Engelli ve Yaşlı Hizmetleri Genel Müdürlüğü’nün sitesinde Haziran 2019’dan bu yana yer alan aylık istatistikler incelendiğinde, Mayıs 2019’dan bu yana aylık bazda azalmalar olsa da, bu azalma toplam olarak aylık 100 kişiyi geçmiyor. Bu sebeple, Şubat ve Mart ayları arasında, bakım kurumlarında kalanların sayısındaki azalış önemli.
Tabloyu büyütmek için üstüne tıklayın
Verilerin gösterdiği
Engelli ve Yaşlı Hizmetleri Genel Müdürlüğü’nün paylaştığı veriler göz önünde bulundurularak, bu azalışın tamamının sebebinin pandemiye bağlı ölümler olmadığı söylenebilir. Yukarıda da bahsedildiği gibi, yaşlı ve engelli bakım kurumlarında hayatını kaybedenlerin sayısı Mayıs ortası itibarıyla toplam vefat sayısının yüzde 4’ünü oluşturuyor ve bu da 14 Mayıs 2020 itibarıyla kurumlarda hayatını kaybedenlerin yaklaşık 160 kişi olduğu anlamına geliyor. Duyurulan kısıtlı veriden yola çıkarak, engelli bakım kurumlarında Mart ayındaki azalışın sebebinin, pandemiyi bakım kurumlarında değil, ailelerinin veya yakınlarının evlerinde geçirmek isteyen engelli bireyler olduğu yorumu yapılabilir.

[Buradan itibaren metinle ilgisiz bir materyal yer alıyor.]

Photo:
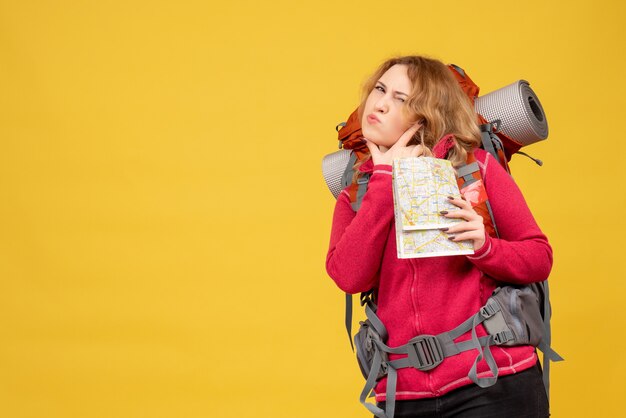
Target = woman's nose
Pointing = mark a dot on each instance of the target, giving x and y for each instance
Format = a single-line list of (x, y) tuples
[(381, 104)]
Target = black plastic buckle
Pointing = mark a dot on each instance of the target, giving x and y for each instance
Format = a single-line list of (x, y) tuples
[(425, 352), (503, 337)]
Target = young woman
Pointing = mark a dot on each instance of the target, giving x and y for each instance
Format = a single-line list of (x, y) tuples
[(414, 106)]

Bu sebeple, burada vurgulanması gereken nokta, kurum bakımının engelli bireyler ve aileleri için uygun bir bakım şekli olmadığıdır. Kurum bakımı, kurum bakımı dışında imkanı olmayan engelli bireyler için bir tercih değil, bir zorunluluk. Eğer uygun olan bakım şekli kurum bakımı olsaydı, pandemi gibi hijyen ve koruyucu tedbirlerin bu kadar önemli olduğu bir durumda bakım kurumlarında kalan engelli bireylerin sayısının bu derecede azalmayacağı söylenebilirdi. Sadece bir ay içinde kurumlarda kalan engelli birey sayısının yaklaşık yüzde 5 azalması, kurumsal bakımın doğru bir uygulama olmadığını bir kez daha gösteriyor diyebiliriz. Mayıs 2019’dan Mart 2020’ye aylık bazda incelendiğinde ise bu oran en fazla sadece yüzde 0.36 ve yukarıda da belirtildiği gibi 100 kişiyi geçmiyor.

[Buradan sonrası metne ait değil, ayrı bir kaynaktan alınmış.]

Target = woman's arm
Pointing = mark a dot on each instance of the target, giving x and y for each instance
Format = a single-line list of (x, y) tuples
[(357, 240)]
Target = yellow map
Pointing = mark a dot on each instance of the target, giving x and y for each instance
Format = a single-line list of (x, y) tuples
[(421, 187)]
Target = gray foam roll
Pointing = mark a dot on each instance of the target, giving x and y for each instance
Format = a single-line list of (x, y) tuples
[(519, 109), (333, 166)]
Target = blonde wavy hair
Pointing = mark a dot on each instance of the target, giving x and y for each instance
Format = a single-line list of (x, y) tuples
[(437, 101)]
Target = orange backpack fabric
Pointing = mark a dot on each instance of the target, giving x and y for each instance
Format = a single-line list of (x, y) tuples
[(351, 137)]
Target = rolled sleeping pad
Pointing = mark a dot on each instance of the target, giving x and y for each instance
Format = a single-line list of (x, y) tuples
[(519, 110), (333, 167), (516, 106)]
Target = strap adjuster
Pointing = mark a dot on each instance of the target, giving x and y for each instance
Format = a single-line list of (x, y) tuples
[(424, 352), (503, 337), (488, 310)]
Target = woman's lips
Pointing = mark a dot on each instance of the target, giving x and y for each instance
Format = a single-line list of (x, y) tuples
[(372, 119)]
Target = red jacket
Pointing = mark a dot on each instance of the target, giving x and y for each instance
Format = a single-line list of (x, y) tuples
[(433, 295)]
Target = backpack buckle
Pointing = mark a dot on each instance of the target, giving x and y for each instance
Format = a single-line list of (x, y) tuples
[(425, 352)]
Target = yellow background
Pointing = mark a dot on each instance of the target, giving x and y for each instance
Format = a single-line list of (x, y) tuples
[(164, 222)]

BM Engelli Hakları Komitesi, 9 Haziran’da pandemi ile ilgili yaptığı açıklamada pandeminin, Engelli Hakları Sözleşmesi’nin taraf devletler tarafından uygulanmadığını gösterdiğini belirtti. Komite, insan hakları temelli bir yaklaşımın sadece pandemilerde değil, daha eşitlikçi, sürdürebilir ve kendini çabuk toparlayabilen toplumlar için gerekli olduğu vurgusunu yaptı ve bu toplumların gelecek pandemilerde herkesi kapsamasının gerekliliğini vurguladı.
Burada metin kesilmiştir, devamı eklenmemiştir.